Lehigh Hanson Plant Achieves Energy Star Challenge
- Published: Friday, 03 May 2013 16:53
By Mark S. Kuhar
Lehigh Hanson Inc., Irving, Texas, announced that its Mission Valley Rock plant in Sunol, Calif., is the first aggregates production site to achieve the U.S. Environmental Protection Agency's Energy Star Challenge for Industry. The Mission Valley Rock plant reduced its energy intensity by 12.2 percent within one year. This accomplishment is equivalent to 28,987 mmBtus of annual source energy avoided and 817 MT of annual CO2e avoided.
The EPA estimates the U.S. manufacturing industry is responsible for nearly 30 percent of greenhouse gas emissions in the United States and spends almost $100 billion annually on energy. Under the umbrella of the Energy Star Challenge for Industry, EPA is working with individual manufacturing sites and their parent companies to fight climate change through improvements in energy efficiency.
The Energy Star Challenge is a national call-to-action to improve energy efficiency of America’s commercial and industrial buildings by 10 percent or more.

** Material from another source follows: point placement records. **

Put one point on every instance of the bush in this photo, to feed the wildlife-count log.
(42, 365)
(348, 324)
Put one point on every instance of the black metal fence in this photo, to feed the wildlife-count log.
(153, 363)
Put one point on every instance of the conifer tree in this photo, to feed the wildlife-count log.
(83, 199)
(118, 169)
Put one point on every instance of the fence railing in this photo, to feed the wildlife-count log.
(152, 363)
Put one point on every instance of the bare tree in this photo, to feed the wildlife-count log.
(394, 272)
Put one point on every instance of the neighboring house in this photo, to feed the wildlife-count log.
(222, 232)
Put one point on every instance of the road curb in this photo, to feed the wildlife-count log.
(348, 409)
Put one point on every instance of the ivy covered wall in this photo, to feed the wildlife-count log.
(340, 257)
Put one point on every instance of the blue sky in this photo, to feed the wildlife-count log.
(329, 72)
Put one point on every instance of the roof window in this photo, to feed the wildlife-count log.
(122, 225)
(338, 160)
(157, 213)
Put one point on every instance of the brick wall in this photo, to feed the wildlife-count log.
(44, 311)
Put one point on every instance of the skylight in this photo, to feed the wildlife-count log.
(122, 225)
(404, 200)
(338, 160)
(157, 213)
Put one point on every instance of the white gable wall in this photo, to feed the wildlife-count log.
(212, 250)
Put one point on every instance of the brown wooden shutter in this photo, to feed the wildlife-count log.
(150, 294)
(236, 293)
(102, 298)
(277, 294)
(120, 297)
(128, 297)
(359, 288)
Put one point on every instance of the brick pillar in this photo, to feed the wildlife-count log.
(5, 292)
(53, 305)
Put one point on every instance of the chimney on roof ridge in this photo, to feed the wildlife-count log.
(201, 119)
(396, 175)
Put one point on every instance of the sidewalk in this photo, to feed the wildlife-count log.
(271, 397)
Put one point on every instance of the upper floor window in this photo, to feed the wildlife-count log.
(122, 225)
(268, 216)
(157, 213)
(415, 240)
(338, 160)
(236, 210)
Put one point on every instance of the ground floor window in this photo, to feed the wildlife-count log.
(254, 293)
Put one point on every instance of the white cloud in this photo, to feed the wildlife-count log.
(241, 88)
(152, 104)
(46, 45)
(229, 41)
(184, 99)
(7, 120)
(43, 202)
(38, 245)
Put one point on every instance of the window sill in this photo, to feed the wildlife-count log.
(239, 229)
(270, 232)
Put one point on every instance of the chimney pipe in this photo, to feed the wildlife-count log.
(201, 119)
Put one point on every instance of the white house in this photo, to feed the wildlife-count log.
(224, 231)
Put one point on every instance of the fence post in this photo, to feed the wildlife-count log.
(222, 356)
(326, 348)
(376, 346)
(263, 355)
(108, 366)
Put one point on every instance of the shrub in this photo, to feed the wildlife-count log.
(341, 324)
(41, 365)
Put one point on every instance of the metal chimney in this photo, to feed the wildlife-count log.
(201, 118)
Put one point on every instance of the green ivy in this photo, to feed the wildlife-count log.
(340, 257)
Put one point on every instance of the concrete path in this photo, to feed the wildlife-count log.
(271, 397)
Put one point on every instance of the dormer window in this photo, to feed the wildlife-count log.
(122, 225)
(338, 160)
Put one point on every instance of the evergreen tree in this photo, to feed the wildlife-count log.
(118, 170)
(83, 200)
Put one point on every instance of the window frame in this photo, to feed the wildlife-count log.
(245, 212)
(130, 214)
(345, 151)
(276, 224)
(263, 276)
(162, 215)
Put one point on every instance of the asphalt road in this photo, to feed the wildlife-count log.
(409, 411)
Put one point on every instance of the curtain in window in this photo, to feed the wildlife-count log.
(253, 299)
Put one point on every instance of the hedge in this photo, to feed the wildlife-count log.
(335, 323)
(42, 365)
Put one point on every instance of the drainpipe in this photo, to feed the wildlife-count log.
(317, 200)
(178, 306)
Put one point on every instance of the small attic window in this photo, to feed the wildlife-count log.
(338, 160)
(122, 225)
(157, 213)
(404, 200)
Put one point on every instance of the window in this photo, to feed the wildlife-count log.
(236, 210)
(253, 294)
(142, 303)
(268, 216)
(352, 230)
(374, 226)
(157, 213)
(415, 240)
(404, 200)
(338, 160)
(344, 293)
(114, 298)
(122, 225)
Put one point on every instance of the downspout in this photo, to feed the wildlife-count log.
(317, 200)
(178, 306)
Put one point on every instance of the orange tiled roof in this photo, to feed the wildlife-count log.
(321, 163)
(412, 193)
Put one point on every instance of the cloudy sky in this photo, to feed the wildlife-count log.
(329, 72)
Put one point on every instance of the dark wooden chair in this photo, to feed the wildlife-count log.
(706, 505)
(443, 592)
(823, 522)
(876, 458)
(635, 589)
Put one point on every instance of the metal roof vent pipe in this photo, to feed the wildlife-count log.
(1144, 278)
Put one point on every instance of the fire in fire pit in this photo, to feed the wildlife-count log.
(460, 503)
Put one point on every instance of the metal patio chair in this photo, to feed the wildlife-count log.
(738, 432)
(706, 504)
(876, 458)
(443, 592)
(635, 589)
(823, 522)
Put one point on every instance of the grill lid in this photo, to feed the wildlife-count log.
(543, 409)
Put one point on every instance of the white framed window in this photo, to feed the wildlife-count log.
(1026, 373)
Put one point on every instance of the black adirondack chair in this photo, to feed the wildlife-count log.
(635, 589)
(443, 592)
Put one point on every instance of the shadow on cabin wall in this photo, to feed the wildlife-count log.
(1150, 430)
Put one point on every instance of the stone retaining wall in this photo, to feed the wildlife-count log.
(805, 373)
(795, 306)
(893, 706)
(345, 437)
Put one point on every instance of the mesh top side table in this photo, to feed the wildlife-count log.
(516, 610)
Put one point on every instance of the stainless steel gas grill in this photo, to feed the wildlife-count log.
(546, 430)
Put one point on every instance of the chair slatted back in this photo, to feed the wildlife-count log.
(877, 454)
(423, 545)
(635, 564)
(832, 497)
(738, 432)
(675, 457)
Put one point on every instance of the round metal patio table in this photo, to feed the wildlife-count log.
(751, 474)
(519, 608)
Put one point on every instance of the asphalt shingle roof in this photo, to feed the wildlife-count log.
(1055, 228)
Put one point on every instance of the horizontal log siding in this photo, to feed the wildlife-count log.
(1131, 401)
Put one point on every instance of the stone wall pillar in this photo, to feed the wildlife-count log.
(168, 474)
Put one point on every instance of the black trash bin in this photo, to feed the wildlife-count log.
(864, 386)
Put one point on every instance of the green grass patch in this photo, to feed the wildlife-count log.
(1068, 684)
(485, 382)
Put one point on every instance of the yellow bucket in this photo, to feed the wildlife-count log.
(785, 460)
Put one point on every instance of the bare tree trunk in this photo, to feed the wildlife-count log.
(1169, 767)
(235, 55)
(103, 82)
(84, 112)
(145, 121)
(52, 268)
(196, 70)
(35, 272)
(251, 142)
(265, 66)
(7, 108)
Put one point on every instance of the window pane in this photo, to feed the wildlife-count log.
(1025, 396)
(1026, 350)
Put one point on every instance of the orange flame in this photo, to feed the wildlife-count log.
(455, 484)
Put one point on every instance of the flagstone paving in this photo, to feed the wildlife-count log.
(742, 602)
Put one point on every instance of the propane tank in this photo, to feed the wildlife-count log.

Lehigh Hanson’s Mission Valley Rock plant was able to reduce its energy intensity by taking a holistic approach to reducing energy consumption. Plant management, with support from personnel at the company’s technical competency center in Irving, Texas, completed a comprehensive review of the major systems at the plant, including crushers, conveyors, pumps, screens, feeders, fans, heating, air compressors, etc.
Based on their findings, a number of energy-related projects were planned and implemented. The projects included a mix of equipment installations, such as hot oil economizers and variable speed drives, as well as process improvements and energy optimization strategies. The plant shifted certain production tasks to reduce loads at peak demand times and set monthly demand control targets.
“We are extremely proud of being the first aggregates production site to achieve the Energy Star Challenge for Industry,” said Tom Jackson, plant manager at the Mission Valley Rock facility. “By taking a good look at how and where we were consuming the most energy, we were able to develop and implement a comprehensive energy reduction plan that was realistic and attainable.”
“Energy efficiency is a key aspect of Lehigh Hanson’s overall sustainability strategy,” said Tom Chizmadia, senior vice president of Government Affairs, Public Relations and Sustainability.
“Programs such as the EPA’s Energy Star Challenge for Industry provide our operations management teams with additional tools and resources to help identify areas for improving energy efficiency by managing energy strategically.”
Lehigh Hanson currently has 10 additional aggregates facilities participating in the Energy Star Challenge for Industry and expects more of its plants to join the program in the near future. The company operates more than 200 aggregates plants in the U.S.